Is the following approach ok?
nonce = Random.new().read(16)
out.write(nonce)
cipher = AES.new(key, AES.MODE_GCM, nonce=nonce)
while True:
block = f.read(16*1024*1024)
if not block: # EOF
break
out.write(cipher.encrypt(block)) # we encrypt multiple blocks with the same
# "cipher" object, especially the same nonce
out.write(cipher.digest()) # we compute the auth. tag only once at the end
Here we encrypt multiple 16MB blocks with the same "cipher" object (same nonce).
I read some criticisms about this approach in the article AEADs: getting better at symmetric cryptography, paragraph "AEADs with large plaintexts".
On the other hand, it really behaves like a stream cipher, so everything looks ok:
print(cipher.encrypt(b'hello')) # 4cadd813be in hexadecimal
print(cipher.encrypt(b'hello')) # d3585e3471, different, fortunately!
TL;DR What is the correct way to do big files encryption with pycryptodome + AES-GCM?
@josephernest
I believe that a stream cipher would provide the solution you are looking for. You can pick one from the pycryptodome documentation of stream ciphers.

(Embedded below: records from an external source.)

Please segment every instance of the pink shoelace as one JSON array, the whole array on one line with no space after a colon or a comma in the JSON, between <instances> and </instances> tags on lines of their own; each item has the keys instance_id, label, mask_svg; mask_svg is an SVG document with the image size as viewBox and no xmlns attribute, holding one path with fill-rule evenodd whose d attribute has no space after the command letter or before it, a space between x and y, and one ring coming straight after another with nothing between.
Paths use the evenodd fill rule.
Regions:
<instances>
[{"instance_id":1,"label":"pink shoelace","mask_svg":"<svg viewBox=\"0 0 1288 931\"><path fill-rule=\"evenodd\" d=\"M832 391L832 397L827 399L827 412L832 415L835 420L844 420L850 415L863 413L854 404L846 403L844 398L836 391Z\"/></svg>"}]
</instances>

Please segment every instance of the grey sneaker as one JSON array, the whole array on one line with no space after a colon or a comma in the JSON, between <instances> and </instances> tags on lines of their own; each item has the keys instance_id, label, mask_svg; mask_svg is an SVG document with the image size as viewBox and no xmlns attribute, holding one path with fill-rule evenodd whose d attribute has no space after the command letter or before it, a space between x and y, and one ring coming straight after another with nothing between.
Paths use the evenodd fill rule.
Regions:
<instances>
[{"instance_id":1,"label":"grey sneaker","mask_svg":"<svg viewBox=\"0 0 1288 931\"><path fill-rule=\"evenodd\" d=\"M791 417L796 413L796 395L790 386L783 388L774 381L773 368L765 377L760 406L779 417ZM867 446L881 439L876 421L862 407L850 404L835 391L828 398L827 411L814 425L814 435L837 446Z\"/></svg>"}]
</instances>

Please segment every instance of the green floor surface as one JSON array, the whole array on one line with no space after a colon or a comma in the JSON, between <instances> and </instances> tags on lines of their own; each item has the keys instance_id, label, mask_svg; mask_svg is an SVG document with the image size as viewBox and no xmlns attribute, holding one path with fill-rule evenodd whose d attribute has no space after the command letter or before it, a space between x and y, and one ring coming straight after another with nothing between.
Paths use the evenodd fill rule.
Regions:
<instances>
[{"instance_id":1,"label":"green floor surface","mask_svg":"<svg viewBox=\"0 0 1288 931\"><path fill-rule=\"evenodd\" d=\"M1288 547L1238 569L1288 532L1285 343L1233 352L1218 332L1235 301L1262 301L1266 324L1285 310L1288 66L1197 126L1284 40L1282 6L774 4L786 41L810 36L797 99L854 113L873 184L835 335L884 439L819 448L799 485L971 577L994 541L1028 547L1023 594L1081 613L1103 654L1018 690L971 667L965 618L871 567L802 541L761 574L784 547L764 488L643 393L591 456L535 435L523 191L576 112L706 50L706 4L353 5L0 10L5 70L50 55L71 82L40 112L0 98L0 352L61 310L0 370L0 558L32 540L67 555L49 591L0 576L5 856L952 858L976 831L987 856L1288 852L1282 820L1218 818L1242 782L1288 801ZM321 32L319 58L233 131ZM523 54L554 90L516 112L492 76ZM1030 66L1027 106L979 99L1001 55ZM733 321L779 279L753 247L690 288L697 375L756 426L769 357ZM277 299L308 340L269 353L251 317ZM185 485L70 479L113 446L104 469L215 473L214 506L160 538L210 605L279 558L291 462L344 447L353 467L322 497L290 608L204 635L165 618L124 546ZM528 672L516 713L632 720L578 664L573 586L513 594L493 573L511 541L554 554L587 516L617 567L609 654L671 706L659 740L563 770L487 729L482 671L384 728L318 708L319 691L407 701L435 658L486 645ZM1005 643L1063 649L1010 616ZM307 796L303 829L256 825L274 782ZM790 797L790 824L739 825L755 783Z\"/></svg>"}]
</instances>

E.g. https://pycryptodome.readthedocs.io/en/latest/src/cipher/chacha20_poly1305.html for cryptography and authentication.
@texadactyl Thank you for your answer. It seems it works also with AES-GCM: for example chunking by 4 bytes has no impact on the encrypted result.
import Crypto.Random, Crypto.Cipher.AES
key = bytes.fromhex('7d29ccf69c671775e17d4b9dd6485fd8')
nonce = bytes.fromhex('04972c7927042af0ee10c7e6ac56ddd3')
# usual method (whole plaintext in one pass)
cipher = Crypto.Cipher.AES.new(key, Crypto.Cipher.AES.MODE_GCM, nonce=nonce)
print(cipher.encrypt(b'goodgoodcrypto').hex()) # e7e4d3b74617d78022376651ba3a
# with chunks
cipher2 = Crypto.Cipher.AES.new(key, Crypto.Cipher.AES.MODE_GCM, nonce=nonce)
print(cipher2.encrypt(b'good').hex()) # e7e4d3b7
print(cipher2.encrypt(b'good').hex()) # 4617d780
print(cipher2.encrypt(b'cryp').hex()) # 22376651
print(cipher2.encrypt(b'to').hex()) # ba3a
# gives exactly the same result! i.e. e7e4d3b74617d78022376651ba3a
shouldn't the output of AES in GCM be longer than the input by 16 bytes? You need the authentication tag for it to be GCM...
@tomato42 To generate the authentication tag, one has to use the encrypt_and_digest or digest method of the cipher object:
@tomato42 For this, do:
print(cipher.digest().hex() # auth tag: d7552b8b7c8e96bd1cc942d900c90cbc
you will get the same result on both my examples.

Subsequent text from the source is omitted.